By Drake MacFarlane
In the wake of the successful Day of Giving, the issue of donations and institutional advancement have thrust their way into our already busy lives here at Lewis & Clark. I’m sure many of you are familiar with the feeling of incredulity when asked to donate to an institution that we’re already paying tens of thousands of dollars to attend. Is it not preposterous to ask recent alums and current students already stacked with debt to fork over yet more cash to their alma mater? At least, that is the argument I’ve heard and believed.

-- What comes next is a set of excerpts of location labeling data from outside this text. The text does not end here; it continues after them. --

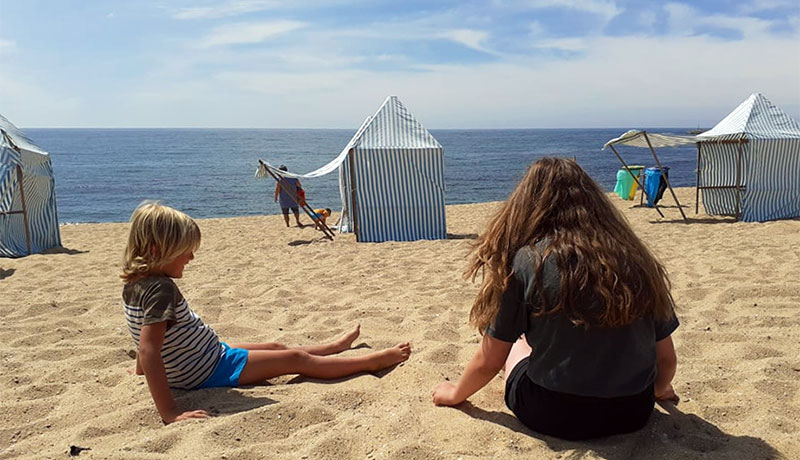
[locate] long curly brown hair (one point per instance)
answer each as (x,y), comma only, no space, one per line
(594,247)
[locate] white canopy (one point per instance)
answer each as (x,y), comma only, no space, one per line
(636,138)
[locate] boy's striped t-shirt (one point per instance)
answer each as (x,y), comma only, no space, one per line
(191,349)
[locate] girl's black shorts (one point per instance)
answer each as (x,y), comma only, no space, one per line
(574,417)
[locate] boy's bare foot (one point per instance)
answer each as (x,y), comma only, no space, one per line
(346,341)
(391,356)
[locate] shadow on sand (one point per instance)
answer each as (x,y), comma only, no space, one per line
(222,401)
(62,250)
(462,236)
(667,436)
(6,273)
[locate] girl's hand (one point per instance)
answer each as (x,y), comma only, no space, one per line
(445,395)
(188,415)
(667,394)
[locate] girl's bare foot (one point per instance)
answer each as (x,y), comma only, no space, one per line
(346,341)
(390,356)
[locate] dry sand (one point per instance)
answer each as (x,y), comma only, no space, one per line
(66,352)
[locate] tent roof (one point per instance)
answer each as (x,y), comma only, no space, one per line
(756,117)
(636,138)
(393,126)
(18,138)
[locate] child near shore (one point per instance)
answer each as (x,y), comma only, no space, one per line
(320,217)
(574,308)
(177,350)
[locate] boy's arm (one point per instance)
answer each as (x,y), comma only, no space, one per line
(138,370)
(150,341)
(484,365)
(666,364)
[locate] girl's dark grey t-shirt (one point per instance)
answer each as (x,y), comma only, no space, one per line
(599,361)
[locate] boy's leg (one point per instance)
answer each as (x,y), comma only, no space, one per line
(519,351)
(337,346)
(266,364)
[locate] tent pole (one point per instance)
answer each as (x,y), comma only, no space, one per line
(24,209)
(697,183)
(351,162)
(739,184)
(307,209)
(664,176)
(619,157)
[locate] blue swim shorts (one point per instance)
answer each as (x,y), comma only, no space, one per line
(228,369)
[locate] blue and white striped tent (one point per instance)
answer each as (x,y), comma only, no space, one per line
(395,175)
(749,163)
(27,193)
(767,167)
(391,179)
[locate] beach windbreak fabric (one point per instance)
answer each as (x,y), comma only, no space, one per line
(397,178)
(17,150)
(750,161)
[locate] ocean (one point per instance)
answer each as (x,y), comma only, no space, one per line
(103,174)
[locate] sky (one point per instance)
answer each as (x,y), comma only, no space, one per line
(454,64)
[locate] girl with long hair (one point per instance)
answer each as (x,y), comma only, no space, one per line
(573,307)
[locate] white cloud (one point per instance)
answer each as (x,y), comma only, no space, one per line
(758,6)
(685,20)
(470,38)
(6,46)
(603,8)
(647,19)
(248,32)
(563,44)
(226,9)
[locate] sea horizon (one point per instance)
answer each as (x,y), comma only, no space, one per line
(102,174)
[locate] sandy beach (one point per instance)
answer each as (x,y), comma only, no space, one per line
(66,352)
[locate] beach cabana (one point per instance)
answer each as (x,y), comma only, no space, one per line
(391,179)
(28,216)
(748,165)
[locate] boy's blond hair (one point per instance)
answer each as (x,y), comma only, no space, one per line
(159,234)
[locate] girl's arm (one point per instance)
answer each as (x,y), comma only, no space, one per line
(666,364)
(150,341)
(484,365)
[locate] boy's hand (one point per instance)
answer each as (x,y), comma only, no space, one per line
(189,414)
(445,395)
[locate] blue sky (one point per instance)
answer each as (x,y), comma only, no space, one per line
(455,64)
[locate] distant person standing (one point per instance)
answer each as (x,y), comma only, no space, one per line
(286,187)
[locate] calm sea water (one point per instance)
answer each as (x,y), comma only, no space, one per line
(103,174)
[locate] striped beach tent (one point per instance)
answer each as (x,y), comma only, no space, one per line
(28,216)
(749,163)
(391,179)
(392,183)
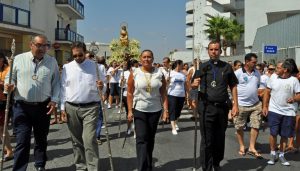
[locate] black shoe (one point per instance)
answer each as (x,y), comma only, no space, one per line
(217,168)
(40,169)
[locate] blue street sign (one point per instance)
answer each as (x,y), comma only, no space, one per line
(270,49)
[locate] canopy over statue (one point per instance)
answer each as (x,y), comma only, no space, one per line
(124,36)
(124,49)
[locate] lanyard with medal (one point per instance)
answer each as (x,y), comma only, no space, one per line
(215,70)
(36,62)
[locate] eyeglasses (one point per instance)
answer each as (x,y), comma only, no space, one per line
(79,55)
(39,45)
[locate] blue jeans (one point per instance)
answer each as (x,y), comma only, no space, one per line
(99,122)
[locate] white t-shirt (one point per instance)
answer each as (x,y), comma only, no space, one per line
(177,84)
(116,77)
(247,87)
(263,81)
(164,71)
(281,90)
(147,101)
(126,76)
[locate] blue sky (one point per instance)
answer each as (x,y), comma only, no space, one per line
(159,25)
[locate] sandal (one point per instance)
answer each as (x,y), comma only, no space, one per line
(255,154)
(7,158)
(53,122)
(290,149)
(242,153)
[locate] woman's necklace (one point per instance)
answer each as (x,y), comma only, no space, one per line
(148,82)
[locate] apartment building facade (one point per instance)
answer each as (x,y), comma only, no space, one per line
(199,11)
(57,19)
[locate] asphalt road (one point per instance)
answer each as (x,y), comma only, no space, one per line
(172,152)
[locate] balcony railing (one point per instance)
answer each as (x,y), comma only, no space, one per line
(75,4)
(61,34)
(14,15)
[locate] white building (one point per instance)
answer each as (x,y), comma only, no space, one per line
(257,16)
(21,19)
(199,11)
(253,14)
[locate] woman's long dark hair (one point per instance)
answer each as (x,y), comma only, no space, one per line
(176,63)
(5,61)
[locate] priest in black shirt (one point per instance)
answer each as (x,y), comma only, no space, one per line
(214,76)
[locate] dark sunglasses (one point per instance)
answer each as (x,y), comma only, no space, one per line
(79,55)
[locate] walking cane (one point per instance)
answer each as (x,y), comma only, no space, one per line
(127,134)
(169,73)
(121,104)
(105,121)
(195,116)
(11,61)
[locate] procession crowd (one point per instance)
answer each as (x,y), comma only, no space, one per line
(238,93)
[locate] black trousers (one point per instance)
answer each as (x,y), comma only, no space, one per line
(175,106)
(213,124)
(26,117)
(145,127)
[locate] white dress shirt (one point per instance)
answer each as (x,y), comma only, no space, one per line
(47,82)
(78,83)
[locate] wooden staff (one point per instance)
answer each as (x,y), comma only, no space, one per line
(11,61)
(121,103)
(168,83)
(195,116)
(105,121)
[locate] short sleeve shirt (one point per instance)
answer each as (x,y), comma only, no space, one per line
(114,78)
(281,90)
(219,72)
(247,87)
(177,84)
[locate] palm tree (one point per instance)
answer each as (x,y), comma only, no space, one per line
(236,31)
(230,29)
(216,26)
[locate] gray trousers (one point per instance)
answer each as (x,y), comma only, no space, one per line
(82,122)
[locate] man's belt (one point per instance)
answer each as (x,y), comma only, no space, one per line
(83,104)
(33,103)
(218,104)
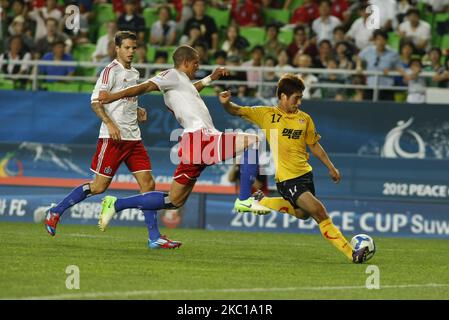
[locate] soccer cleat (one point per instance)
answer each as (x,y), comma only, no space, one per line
(107,212)
(163,243)
(250,205)
(360,256)
(51,221)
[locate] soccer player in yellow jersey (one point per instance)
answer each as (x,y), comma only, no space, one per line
(289,131)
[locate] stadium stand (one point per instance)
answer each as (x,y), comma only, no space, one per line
(99,14)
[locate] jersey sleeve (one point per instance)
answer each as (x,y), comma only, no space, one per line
(312,136)
(104,83)
(165,80)
(254,114)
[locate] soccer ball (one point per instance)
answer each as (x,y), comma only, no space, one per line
(363,240)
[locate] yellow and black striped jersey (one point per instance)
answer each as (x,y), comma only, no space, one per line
(288,136)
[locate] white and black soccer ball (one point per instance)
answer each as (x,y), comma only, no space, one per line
(363,240)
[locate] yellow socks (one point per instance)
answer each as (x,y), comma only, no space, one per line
(331,233)
(278,204)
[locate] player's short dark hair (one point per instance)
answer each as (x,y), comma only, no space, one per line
(289,84)
(183,53)
(122,35)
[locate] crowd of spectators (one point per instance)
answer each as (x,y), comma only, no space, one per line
(327,34)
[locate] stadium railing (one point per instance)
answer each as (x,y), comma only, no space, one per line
(150,69)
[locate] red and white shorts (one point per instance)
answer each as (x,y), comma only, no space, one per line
(200,149)
(110,154)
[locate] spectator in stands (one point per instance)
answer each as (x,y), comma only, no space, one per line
(163,31)
(161,57)
(437,5)
(387,14)
(45,44)
(406,52)
(206,24)
(283,65)
(237,89)
(201,48)
(193,36)
(141,58)
(41,16)
(220,57)
(326,23)
(358,94)
(246,13)
(324,54)
(102,47)
(332,78)
(305,61)
(442,78)
(274,4)
(18,29)
(57,55)
(338,35)
(402,8)
(306,13)
(15,55)
(268,91)
(81,35)
(18,8)
(340,10)
(234,44)
(344,58)
(419,31)
(416,83)
(359,33)
(111,55)
(434,65)
(301,44)
(132,21)
(379,58)
(254,77)
(273,45)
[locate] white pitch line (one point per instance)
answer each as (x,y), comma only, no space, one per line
(232,290)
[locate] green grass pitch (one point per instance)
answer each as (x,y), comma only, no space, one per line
(211,265)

However, despite my aforementioned qualms about donating to LC, I gave them a gift just the other day. My opinion on this issue has changed, much to my previous self’s chagrin. The bottom line is this: for private institutions, endowments are critical. LC’s endowment, as of 2014, was $224,361,159. A fifth of a billion dollars seems like plenty, right? Wrong. Our rival, Reed College, whose unofficial school motto is “Communism, Atheism and Free Love,” has a tidy $545.2 million in the bank. That’s chump change compared to other liberal arts schools, such as Pomona College’s cool $2.1 billion.
Like it or not, large endowments allow colleges and universities to offer better grants, bestow greater merit- and need-based financial aid, build new facilities, improve the compensation of their workers and hire more qualified and diverse faculty. Focusing on that last point, there has been a massive push recently to promote diversity in both staff and faculty. That’s easier said than done, of course. One major sticking point is wages. It suffices to say that diverse, qualified and available candidates are in high demand, yet are in comparably short supply. The basic rules of economics apply here: it’s in the best interest for talented, diverse candidates to seek out institutions which will offer them better compensation.
LC’s budget is tight to say the least. Our endowment has recovered a bit since former President Michael Mooney lost the orphanage on a horse race, but it still isn’t quite sufficient. According to comments made at the last faculty meeting, our professors make 10 percent less on average than our competitors. Why would they work at LC when all we can offer them is peanuts? The recently passed Faculty Diversity Proposal attempts to address this multifaceted issue, in part by leaning on the new Diversity Fund — funded by, guess what, donors.
So what can we do about it? We certainly don’t have the magnitude of cash needed to rectify this issue. Short of one of us becoming the next Bill Gates, there aren’t any easy solutions. One tangible thing we can do is donate. We can earmark our donations, small as they may be. In the end, it’s about volume: on such a micro-level, a thousand donations of $0.01 mean more than a single donation of $10. It’s about showing rating agencies that we, the students of LC, care about improving the institution. To ratings organizations, the more donations we give, the more prestigious our institution. This in turn can lead to bigger donors. Messed up as it is, this is a game where the only winning move is to play. Considering this, our path is clear: it’s time to put our money where our mouth is.